OSLO, Norway (AP) -- Already facing death threats, sabotage and protests from outsiders, Norway's whale hunters picked a fight at home Tuesday by suing the government over a five-year gap in the hunt.

Norway resumed its controversial whale hunts in 1993 after a grudging five-year break. The renewed commercial hunt brought furious protests, boycott threats and attacks on whaling boats.

Despite the government's heavy spending in defense of the unpopular hunts, the whalers claim the state owes them millions for giving in to pressure in the past.

Twenty-eight whalers and four whale meat processing companies sued the government for 60 million kroner ($8.5 million) in losses during the years the commercial hunt was banned. They were appealing a loss in a lower court on the claim.

The whalers claim there was no reason for the ban, since Norway is not bound by a 1986 commercial whaling prohibition imposed by the International Whaling Commission. Commission rules allow members to reject its decisions, making Norway's hunt legal.

Norway says minke whales are plentiful, and should be hunted to protect fish stocks and provide income for coastal villages. But if the minke, the smallest of the baleen whales at about 30 feet were never endangered, then there was no reason to stop the hunt after the 1987 season, the whalers argued in Oslo district court on Tuesday.
"Despite a stated political goal to allow whaling as long ecologically responsible -- which it was -- the state stopped the hunts," the whalers's attorney Kristian Herslov said in court.

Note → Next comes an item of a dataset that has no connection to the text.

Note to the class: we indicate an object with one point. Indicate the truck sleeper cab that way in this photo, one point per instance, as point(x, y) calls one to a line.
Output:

"Why? Because the threat from the United States of a trade boycott was too much," Herslov said. He said the government must pay compensation for illegally banning the hunt.

Norway does not admit that boycott threats from the United States and other countries forced it to call off the hunt after the 1987 season. It said it was taking a break to reassess the stocks.

This year's hunt started on May 2, with a government-set limit of 580 minke whales, an increase of one-third from 1996.